KENNEWICK -- Ryan Snell feels comfortable at Southridge High School, he says. The 17-year-old senior can talk with any number of students and doesn't need to hide parts of himself to fit in.
But he knows not everyone feels the same way he does.
"I've watched one of my best friends pretend to be something he isn't," Ryan said.
Southridge High student leaders and teachers said they know there are many potential pitfalls for teenagers, from peer pressure to bullying, and schools have tried to improve the environment in hallways and classrooms.
But they're taking it to another level with a four-week campaign letting all students know that Southridge High is a safe place to not only learn but to be yourself.
"Every school has cliques and barriers, and we just want to bring those down," said Emma Sanders, 17, a senior and associated student body president.
Liz Stiles, the school's leadership teacher, said her students suggested several different subjects for the annual class campaign, such as acceptance, anti-bullying, and avoiding substance abuse and other bad decisions.
Those problems are present at Southridge, Stiles said. The dangers they pose include student depression and increased truancy.
"It's always been there," she said. "I think what's hard is that (the students) don't know how to cross it, how to break it down."
Motivational speaker Tyler Durman talked to students about prejudice and cliques on Feb. 26. Next week, the school's spring sports spirit week will emphasize acceptance. And during the last week in March, seniors will take part in the Every 15 Minutes program, which emphasizes making good decisions.
To drive home their message, student leaders covered mirrors in the school last week and called for students to not wear makeup for a day to show it doesn't matter how someone looks. They plan to encourage students to interact with people they don't usually talk to and pledge to avoid alcohol, drugs and other dangerous behavior.
"It's something our leadership class feels strongly about," Emma said.
Even though it's early, the student leaders said the campaign has caused a buzz among students. Many were talking about Durman's message in class and in the halls following his visit. Twitter blew up with comments.

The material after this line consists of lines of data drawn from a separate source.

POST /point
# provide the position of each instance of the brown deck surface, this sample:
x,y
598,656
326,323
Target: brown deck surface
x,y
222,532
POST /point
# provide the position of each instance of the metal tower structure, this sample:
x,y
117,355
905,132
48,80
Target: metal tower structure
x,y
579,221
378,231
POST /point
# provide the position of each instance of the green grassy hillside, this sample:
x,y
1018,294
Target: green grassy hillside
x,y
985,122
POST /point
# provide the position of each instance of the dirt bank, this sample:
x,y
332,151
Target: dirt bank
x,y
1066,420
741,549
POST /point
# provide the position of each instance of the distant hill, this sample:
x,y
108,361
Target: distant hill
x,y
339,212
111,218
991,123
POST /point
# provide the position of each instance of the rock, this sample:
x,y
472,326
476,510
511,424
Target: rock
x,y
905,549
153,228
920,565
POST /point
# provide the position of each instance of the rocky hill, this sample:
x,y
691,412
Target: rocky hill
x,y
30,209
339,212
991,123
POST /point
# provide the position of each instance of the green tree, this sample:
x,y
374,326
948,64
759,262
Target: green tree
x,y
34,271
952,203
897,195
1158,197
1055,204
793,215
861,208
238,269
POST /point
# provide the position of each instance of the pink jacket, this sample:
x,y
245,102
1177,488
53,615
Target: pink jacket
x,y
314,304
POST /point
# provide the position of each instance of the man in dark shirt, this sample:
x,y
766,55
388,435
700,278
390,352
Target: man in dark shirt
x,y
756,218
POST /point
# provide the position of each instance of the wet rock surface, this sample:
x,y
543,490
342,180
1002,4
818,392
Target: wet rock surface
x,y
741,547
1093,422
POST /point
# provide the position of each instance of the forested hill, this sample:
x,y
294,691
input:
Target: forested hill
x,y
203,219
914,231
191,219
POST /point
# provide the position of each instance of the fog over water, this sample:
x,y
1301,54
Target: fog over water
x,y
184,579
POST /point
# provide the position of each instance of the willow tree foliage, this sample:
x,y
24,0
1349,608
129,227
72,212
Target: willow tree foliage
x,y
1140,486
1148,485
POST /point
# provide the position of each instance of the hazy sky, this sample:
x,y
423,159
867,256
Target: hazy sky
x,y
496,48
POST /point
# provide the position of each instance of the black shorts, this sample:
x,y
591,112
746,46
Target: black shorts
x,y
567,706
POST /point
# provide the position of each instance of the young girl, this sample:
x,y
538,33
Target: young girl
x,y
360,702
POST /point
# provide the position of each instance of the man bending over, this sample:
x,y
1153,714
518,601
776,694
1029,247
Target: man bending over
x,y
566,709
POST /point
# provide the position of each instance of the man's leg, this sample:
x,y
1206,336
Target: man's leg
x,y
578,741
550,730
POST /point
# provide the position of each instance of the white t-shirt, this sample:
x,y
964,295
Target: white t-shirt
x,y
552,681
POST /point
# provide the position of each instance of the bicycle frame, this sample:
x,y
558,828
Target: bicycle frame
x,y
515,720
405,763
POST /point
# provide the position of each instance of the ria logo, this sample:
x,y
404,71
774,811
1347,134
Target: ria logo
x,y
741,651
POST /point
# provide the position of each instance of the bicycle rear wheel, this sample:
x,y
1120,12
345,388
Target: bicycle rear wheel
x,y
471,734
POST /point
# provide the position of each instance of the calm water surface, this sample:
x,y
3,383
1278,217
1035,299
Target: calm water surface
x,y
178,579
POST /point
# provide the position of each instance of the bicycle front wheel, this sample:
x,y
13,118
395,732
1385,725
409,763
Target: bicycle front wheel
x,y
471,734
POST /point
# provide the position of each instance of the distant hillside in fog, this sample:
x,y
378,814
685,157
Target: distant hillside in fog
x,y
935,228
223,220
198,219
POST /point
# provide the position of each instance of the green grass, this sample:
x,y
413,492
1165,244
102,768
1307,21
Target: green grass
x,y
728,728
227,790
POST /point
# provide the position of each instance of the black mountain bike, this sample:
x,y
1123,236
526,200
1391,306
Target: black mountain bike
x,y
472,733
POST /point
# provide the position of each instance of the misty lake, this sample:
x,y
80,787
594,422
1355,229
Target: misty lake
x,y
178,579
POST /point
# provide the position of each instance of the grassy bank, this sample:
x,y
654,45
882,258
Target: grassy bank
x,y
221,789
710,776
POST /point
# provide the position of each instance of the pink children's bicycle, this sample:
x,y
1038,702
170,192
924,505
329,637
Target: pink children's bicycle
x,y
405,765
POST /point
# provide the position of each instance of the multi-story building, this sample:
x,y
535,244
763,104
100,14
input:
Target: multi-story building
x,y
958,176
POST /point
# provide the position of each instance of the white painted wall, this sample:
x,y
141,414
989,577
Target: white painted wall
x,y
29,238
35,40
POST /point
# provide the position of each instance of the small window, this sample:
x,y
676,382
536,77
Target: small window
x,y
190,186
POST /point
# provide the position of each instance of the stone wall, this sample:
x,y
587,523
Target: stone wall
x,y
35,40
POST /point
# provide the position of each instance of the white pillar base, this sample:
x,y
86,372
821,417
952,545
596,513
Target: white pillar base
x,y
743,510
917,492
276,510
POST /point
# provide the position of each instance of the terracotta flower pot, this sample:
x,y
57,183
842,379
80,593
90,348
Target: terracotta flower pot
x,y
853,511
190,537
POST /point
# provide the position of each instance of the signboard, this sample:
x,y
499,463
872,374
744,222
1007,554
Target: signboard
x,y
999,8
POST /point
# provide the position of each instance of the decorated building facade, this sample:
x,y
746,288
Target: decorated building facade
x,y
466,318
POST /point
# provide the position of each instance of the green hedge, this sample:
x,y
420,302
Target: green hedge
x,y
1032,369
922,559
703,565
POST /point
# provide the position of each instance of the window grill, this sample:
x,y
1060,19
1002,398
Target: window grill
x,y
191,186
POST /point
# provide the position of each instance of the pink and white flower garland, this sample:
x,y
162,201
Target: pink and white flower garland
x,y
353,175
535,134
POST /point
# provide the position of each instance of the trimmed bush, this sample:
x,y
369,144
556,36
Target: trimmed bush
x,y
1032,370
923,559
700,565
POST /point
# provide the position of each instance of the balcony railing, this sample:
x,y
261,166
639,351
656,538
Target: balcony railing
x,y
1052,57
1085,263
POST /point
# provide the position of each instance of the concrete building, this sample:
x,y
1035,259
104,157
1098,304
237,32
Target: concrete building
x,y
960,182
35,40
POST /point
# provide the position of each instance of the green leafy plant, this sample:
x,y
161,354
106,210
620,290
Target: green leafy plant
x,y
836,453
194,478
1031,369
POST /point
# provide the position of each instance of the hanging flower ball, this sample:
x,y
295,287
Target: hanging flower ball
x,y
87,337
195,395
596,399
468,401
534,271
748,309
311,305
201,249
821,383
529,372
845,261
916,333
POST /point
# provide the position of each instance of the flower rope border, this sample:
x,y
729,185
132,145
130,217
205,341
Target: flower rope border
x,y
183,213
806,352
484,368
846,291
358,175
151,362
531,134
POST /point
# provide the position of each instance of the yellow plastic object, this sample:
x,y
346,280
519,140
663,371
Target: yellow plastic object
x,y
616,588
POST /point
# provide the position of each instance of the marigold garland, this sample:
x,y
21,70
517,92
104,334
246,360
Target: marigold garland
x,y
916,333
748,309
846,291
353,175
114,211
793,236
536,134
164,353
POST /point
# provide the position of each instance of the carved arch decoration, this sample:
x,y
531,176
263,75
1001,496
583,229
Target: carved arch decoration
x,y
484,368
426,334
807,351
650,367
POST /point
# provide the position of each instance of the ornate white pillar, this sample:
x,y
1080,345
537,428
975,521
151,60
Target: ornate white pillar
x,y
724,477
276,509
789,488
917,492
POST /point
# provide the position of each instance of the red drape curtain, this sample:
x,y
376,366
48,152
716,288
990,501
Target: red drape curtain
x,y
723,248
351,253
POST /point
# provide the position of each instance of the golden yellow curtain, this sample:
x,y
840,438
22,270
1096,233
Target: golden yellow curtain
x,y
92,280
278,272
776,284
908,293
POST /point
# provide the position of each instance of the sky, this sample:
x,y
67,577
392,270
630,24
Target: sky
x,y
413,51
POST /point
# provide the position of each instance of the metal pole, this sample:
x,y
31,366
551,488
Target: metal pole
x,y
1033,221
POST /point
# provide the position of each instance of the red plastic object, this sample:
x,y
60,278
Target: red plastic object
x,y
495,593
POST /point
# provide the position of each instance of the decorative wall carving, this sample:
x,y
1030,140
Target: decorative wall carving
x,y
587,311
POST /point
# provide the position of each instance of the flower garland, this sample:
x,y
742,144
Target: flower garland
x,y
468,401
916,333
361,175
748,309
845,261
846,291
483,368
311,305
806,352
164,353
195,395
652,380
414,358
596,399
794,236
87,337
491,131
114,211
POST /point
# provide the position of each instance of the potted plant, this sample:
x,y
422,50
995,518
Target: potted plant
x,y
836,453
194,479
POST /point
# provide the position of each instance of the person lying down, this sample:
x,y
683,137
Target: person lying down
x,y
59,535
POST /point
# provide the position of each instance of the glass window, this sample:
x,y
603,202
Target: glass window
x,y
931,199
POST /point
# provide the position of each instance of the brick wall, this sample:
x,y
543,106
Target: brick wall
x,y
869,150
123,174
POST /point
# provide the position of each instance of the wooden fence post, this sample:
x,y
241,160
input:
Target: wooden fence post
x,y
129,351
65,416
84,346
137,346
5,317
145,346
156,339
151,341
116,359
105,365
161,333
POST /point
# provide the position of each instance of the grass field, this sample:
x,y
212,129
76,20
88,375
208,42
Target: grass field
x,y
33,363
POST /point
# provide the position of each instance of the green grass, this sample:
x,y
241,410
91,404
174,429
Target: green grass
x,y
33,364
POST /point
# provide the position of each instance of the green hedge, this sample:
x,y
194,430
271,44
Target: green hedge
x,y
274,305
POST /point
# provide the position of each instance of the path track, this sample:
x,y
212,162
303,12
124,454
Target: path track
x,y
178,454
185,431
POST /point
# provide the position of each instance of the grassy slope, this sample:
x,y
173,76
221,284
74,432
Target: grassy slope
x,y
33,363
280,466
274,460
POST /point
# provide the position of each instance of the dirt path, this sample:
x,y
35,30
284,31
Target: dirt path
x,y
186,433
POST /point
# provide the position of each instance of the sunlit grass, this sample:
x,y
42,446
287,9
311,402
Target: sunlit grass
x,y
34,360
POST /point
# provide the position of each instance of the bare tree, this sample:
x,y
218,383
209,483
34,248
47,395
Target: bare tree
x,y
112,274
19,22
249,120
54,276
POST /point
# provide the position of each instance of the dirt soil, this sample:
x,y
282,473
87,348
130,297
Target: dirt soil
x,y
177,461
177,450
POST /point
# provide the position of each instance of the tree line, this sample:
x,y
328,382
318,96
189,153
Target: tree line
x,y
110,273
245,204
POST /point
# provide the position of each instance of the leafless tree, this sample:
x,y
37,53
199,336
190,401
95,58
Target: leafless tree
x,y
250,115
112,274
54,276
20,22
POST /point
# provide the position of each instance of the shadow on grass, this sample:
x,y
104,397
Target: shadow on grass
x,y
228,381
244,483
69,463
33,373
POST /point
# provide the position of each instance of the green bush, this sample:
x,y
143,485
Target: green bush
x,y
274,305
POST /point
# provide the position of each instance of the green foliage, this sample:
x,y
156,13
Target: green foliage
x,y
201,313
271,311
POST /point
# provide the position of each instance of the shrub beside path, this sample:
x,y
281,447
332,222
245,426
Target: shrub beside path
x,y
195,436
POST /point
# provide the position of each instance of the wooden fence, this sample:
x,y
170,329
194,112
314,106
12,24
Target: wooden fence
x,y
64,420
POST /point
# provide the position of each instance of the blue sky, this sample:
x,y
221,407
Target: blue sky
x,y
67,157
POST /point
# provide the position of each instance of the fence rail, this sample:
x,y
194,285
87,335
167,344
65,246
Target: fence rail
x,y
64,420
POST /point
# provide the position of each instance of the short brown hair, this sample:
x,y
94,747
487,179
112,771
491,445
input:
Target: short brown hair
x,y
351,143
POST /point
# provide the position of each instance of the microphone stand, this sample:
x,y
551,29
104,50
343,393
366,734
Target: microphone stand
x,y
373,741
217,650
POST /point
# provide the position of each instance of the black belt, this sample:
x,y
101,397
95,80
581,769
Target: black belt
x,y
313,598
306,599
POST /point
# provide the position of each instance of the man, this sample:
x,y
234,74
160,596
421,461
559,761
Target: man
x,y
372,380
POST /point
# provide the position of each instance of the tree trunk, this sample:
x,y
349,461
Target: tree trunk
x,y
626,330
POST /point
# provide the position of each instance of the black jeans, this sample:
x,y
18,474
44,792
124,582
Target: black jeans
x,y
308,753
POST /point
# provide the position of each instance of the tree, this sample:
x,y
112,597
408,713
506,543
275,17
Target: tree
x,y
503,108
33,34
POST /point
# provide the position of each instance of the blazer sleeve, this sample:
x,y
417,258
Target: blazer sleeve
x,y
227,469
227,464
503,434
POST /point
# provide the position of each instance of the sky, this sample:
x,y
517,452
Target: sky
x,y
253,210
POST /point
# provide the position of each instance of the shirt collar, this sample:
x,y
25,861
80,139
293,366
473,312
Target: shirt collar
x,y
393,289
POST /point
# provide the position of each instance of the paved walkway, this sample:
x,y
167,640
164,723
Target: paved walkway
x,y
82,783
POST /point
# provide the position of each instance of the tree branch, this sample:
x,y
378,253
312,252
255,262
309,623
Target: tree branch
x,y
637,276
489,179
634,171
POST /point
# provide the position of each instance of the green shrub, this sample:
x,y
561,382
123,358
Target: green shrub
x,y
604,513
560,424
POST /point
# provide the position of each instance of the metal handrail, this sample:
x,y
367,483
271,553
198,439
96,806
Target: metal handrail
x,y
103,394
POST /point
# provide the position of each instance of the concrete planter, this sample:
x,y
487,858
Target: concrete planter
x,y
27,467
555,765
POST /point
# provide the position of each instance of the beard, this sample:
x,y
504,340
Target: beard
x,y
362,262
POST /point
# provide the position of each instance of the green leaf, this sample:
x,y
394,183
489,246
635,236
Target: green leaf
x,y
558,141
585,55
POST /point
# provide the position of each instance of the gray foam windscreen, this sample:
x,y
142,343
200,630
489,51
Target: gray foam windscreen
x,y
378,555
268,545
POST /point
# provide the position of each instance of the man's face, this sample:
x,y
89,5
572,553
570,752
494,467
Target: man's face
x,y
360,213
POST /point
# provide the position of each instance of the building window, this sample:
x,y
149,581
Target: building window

"At first I wasn't diggin this whole 'Naked Face' thing but after hearing Tyler Durman speak this morning, I am all for it! #teamnomakeup," tweeted Southridge High student Courtney Wandling.
Principal Steve Biehn said he's spoken with students during lunch through the week. Durman's visit and the campaign are being well-received.
"It ties in exactly with what we try to do on a day-to-day basis," he said.
Emma and Ryan said they know the positive developments they're hoping for from the campaign won't happen overnight. But Emma said she'll know when their efforts have changed the school's atmosphere.
"It's people showing up (to class), high fiving (each other), standing up for each other," she said. "People don't think the little things matter, but they do."